This article was inspired by a recent trip to the west coast where warmer weather and lots of moisture ensures the most majestic trees are grown. Not hampered by – 40 C, dry air or lack of moisture, the true giants are allowed to grow from the heart of the earth to the heavens. Walking through the fall leaves and enjoying the myriad of colour still on the trees in November is truly a great experience for a gardener. Gathering leaves that are larger than an oversized dinner plate and reverently pressing them to take home to show off to other prairie souls ensures the majesty of a tree has not been lost.

What do trees do in the landscape? They provide a scale that is actually the setting for the entire garden. Take a moment to look at the trees that surround your living space. There are some principles that can guide you when choosing new selections for your space.

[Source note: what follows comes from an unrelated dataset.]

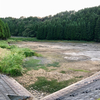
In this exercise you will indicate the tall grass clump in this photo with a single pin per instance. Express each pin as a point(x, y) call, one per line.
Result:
point(50, 86)
point(11, 64)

Essentially, a tree should have a function in the landscape. This of course is true of each and every element in the landscape but it is the trees that are visible each and every month of the year thus giving them added importance. Functionally, a tree should provide shade, beauty, fruit, flowers and/or colour. They provide the bones of the scape so should in fact be chosen with great care.

Are they proportionate with your house or do they tower above? Believe it or not the trees around your home should be chosen for their mature size to be in scale with the rest of the landscape – including the house. Therefore, a bungalow should have trees that are smaller in stature than a larger and taller home and garden. In most cases this does not happen. Towering trees are the norm. But from the perspective of the landscaper, that is not actually desirable as huge trees around a small house actually make the house appear even smaller.

For those of us who live in a climate with four seasons and one of which is extremely long (this season is not summer), it is also important to choose trees that are attractive even when they are dormant. Get more landscape value by selecting trees with interesting bark, flowers, fruit that is retained so even in the dead of winter they have attractive features. When everything in the landscape is “shades of grey” a little bit of colour is hugely appreciatd.

So, even though it is November, take a moment to study the trees around you. Appreciate their value – in fact be awed by them! Learn about the trees that do best in our climate and look for interesting features. Next week look for an article on the best trees and shrubs with interesting features.

I hope you enjoy the magic of the trees around us.